Inauguracja rozgrywek IV ligi odbyła się zaledwie trzy dni temu, a już dziś piłkarze Orlicza walczyli o pierwsze ligowe punkty Rywalem suchedniowskich Orłów był inny beniaminek GKS Rudki. Spotkanie zakończyło się zwycięstwem gości 2:3.
Obie drużyny rywalizowały ze sobą w lidze okręgowej, wtedy dwukrotnie lepszy był Orlicz wygrywając w pierwszym meczu 2:0 i w rewanżu 3:1. Czwarta liga rządzi się jednak swoimi prawami. W pierwszym meczu drużyna z Rudek zremisowała z z Pogonią Staszów 1:1, zdobywając tym samym pierwszy punkt w lidze, Orlicz przegrał przed własną publicznością z Buskiem Zdrój 0:2. Środowe spotkanie było okazją dla obu drużyna na zdobycie kompletu punktów, trzy punkty zdobyli piłkarze z Rudek.
- Gratuluje drużynie z Rudek. To nie będzie zawsze tak,że będziemy z nimi wygrywali. Dzisiaj to oni zainkasowali trzy punkty i trzeba to przyznać, że zrobili to zasłużenie. Widać, że mają bardziej doświadczony zespół, widać, że więcej jakości piłkarskiej jest po stronie GKS. O ile, na wiosnę, w klasie okręgowej potrafiliśmy ich zdominować, tak dziś nie udało się tego zrobić - mówił po meczu trener Mariusz Arczewski
- Pierwsze 30 minut meczu, to było dobre pół godziny w naszym wykonaniu, stworzyliśmy sobie kilka wyśmienitych sytuacji, niestety nie wykorzystaliśmy. Wygrywaliśmy 1:0 i mieliśmy mecz pod kontrolą, niestety, jeden błąd zadecydował, że goście wyrównali, poszli za ciosem, strzelili drugą bramkę - mówił trener.

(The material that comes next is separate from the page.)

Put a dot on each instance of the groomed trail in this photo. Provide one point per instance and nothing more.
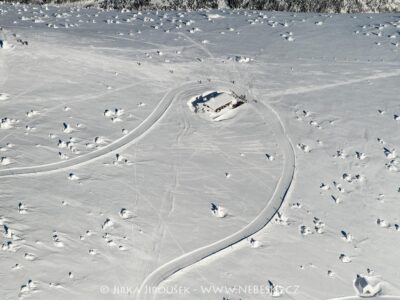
(261, 220)
(140, 131)
(183, 93)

-W drugą połowę po prostu nie weszliśmy, szybko strzeliliśmy trzecią bramkę, zaczął się chaos i nerwowość. Mimo wszystko pozbieraliśmy się w końcówce, strzeliliśmy bramkę, złapaliśmy kontakt. Niestety nie udało się wyrównać - powiedział szkoleniowiec Orłów.
Skoro nie udało się u siebie, poszukamy punktów na wyjeździe, tam będzie może mniejsza presja, Ci chłopcy bardziej w siebie uwierzą, bo ja wiem na co stać mój zespół. My nie przegrywamy z przeciwnikami tylko przegrywamy sami ze sobą. Musimy w siebie uwierzyć, musimy wrócić to tego, czym Orlicz się charakteryzował, to nie jest tak, że zapomnieliśmy jak się gra w piłkę. Musimy się otrząsnąć, frycowe już zapłaciliśmy, dwa mecze przegrane, ale będziemy się dalej bić, runda się dopiero zaczęła - zaznaczał Mariusz Arczewski.
-Zdawaliśmy się sobie sprawę, że największą siłą Orlicza są kontry, dwóch zawodników którzy w okręgówce strzeliło 50 bramek, Kokosza i Staszewski. Nie udało nam się uniknąć błędów przy pierwszej bramce, gdzie był wzorowo wyprowadzony kontratak. Cieszę się, że zespół się podniósł po tej bramce, do przerwy potrafiliśmy doprowadzić do stanu 2:1. Pod koniec meczu zaczęło nam trochę brakować tlenu, ale stanęliśmy na wysokości zadania i ten cel, który założyliśmy sobie na ten mecz, czyli trzy punkty, udało się zrealizować - powiedział Janusz Cieślak, trener GKS Rudki.
W 3. kolejce spotkań Orlicz Suchedniów zagra na wyjeździe z Czarnymi Połaniec. Mecz odbędzie się w niedzielę, 18 sierpnia, o godz. 17.00.
Orlicz: Adrian Sitek - Marcin Tacji, Michał Stawiak, Łukasz Boleń, Paweł Jarząb (39.Ariel Spadło) - Michał Bator (46. Grzegorz Skarbek), Mateusz Tumulec (53. Gerard Strzelec), Karol Świtowski, Tomasz Raczyński (60. Piotr Grzejszczyk), Mateusz Kokosza, Tomasz Staszewski
GKS: Adrian Bzymek - Tomasz Lipski (68. Jakub Stachura), Bartosz Wiecha (79. Bartosz Borowiec), Kacper Wiecha, Tomasz Broniś, Daniel Dulak, Piotr Maniara, Łukasz Kaczmarek (51. Dawid Kołodziej), Szymon Gryz, Sebastian Hajduk, Radosław Dawidowicz.